„Der digitale Zwilling des realen Bauwerks steht im Fokus der neuen Denk- und Arbeitsweise“

Digitales Planen, Bauen und Betreiben funktioniert mit Hilfe eines digitalen, virtuellen und intelligenten Bauwerksmodells (Foto Urheber: alphasprint 123rf.com)

Interview mit Prof. Dr.-Ing. Henriette Strotmann, Fachbereich Bauingenieurwesen an der Fachhochschule Münster, über die Chancen der Digitalisierung für die Bauindustrie und das neue BIM-Labor an der FH.

Frau Dr. Strothmann, ein wesentlicher Baustein für die Digitalisierung der Bauindustrie ist das Building Information Modeling (BIM). Was steckt dahinter?

Prof. Dr.-Ing. Henriette Strotmann, Baubetrieb/Baumanagement im Fachbereich Bauingenieurwesen: „BIM ist nicht als Gegensatz oder Teil der Digitalisierung der Baubranche, sondern als deren wesentliche Grundlage zu verstehen.“ Foto: FH Münster

Henriette Strotmann: Betriebsintern geht es bei der Digitalisierung oftmals erst einmal um die Frage, welche Soft- und Hardware Unternehmen benötigen.

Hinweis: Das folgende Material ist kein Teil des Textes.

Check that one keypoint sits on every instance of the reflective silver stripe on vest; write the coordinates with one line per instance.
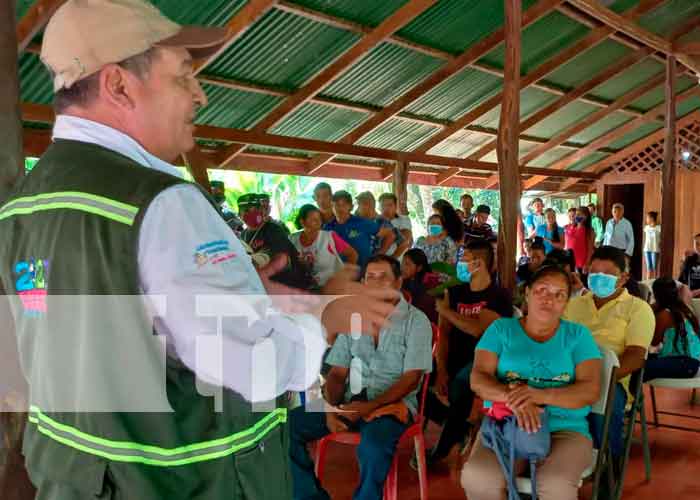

Für die gesamte Baubranche versteht man unter Digitalisierung aber den gesamten Entstehungs- und Lebensprozess von Bauwerken, das digitale Planen, Bauen und Betreiben. Die Umsetzung dieses Gesamtziels beeinflusst dann auch die digitale Ausrichtung und Entwicklung der Unternehmen der Baubranche. In erster Linie muss also digitales Planen, Bauen und Betreiben umgesetzt und übrigens damit auch an den Hochschulen gelehrt werden.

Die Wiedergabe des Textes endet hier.